You are viewing a plain text version of this content. The canonical link for it is here.
Posted to common-commits@hadoop.apache.org by jl...@apache.org on 2017/09/21 20:22:15 UTC
hadoop git commit: YARN-5195. RM intermittently crashed with NPE
while handling APP_ATTEMPT_REMOVED event when async-scheduling enabled in
CapacityScheduler. Contributed by sandflee and Jonathan Hung
Repository: hadoop
Updated Branches:
refs/heads/branch-2.8 c0bb24236 -> b0b10fc94
YARN-5195. RM intermittently crashed with NPE while handling APP_ATTEMPT_REMOVED event when async-scheduling enabled in CapacityScheduler.

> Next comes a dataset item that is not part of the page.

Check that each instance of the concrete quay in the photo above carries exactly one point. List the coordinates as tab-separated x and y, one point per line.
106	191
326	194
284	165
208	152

Contributed by sandflee and Jonathan Hung
Project: http://git-wip-us.apache.org/repos/asf/hadoop/repo
Commit: http://git-wip-us.apache.org/repos/asf/hadoop/commit/b0b10fc9
Tree: http://git-wip-us.apache.org/repos/asf/hadoop/tree/b0b10fc9
Diff: http://git-wip-us.apache.org/repos/asf/hadoop/diff/b0b10fc9
Branch: refs/heads/branch-2.8
Commit: b0b10fc94a14e7f5046f854e0d46a2d4c1f33d81
Parents: c0bb242
Author: Jason Lowe <jl...@apache.org>
Authored: Thu Sep 21 15:17:03 2017 -0500
Committer: Jason Lowe <jl...@apache.org>
Committed: Thu Sep 21 15:17:03 2017 -0500
----------------------------------------------------------------------
.../scheduler/capacity/CapacityScheduler.java | 9 ++++-
.../capacity/TestCapacityScheduler.java | 38 ++++++++++++++++++++
2 files changed, 46 insertions(+), 1 deletion(-)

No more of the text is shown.